A pretty faux tortoiseshell back comb with a decorative brass heading
CONDITION: some stones have gone dull otherwise good vintage condition
SIZE: 2½ x 4 ins (6 x 10 cm)
APPROXIMATE DATE: 1880s - 1900
MATERIALS: faux tortoiseshell, metal, glass stones
Here is a very beautiful but restrained late Victorian or Edwardian back comb in celluloid faux tortoiseshell. It has a gently scalloped heading to which is riveted a decorative piece in gold tone metal. This features garlands of repousee flowers for decoration and is further embellished with glass stones.
The surface of the material of beautifully marked with the typical “tortoise” style mottling and is a very faithful imitation of genuine shell.
A back comb is a type of hair accessory specifically designed to be worn at the back of the hairdressing, above, below or within the chignon. It is usually identified by a deep curve made to fit the skull.

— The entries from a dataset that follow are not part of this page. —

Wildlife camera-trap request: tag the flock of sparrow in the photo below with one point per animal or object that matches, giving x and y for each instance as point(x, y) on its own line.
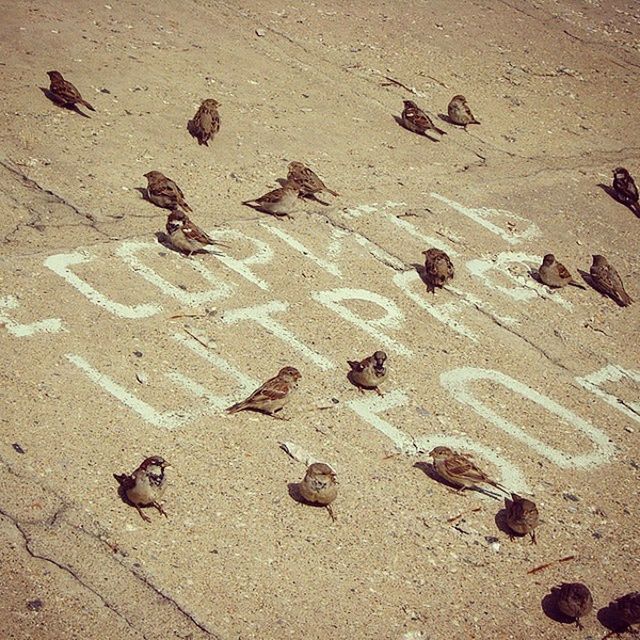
point(146, 486)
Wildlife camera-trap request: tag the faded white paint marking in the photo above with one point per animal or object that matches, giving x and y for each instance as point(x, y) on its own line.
point(392, 318)
point(458, 383)
point(166, 419)
point(527, 288)
point(262, 255)
point(60, 264)
point(442, 312)
point(369, 406)
point(481, 216)
point(261, 315)
point(247, 383)
point(329, 267)
point(128, 252)
point(428, 241)
point(612, 373)
point(378, 252)
point(49, 325)
point(364, 209)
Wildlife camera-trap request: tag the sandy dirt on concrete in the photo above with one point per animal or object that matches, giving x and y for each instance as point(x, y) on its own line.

These combs are usually wider than they are high and often have an elaborate heading or top decorated in some way.
The collage picture shows sitters from contemporary photographs, revealing the fashionable hair style and wearing similar ornaments.
The “Gibson Girl” hair dressing was named after the drawings of the American artist Charles Dana Gibson and was very influential in fashion around the turn of the 20th century. The hair was swept up into a padded cottage loaf type of arrangement, sometimes with a few wispy curls left hanging at the sides or back. In order to help support this arrangement, as well as the huge hats of the period, large barrettes, back combs, and suites of matching combs were popular. The illustrations with the mannequin show how these combs were placed to achieve the desired effect.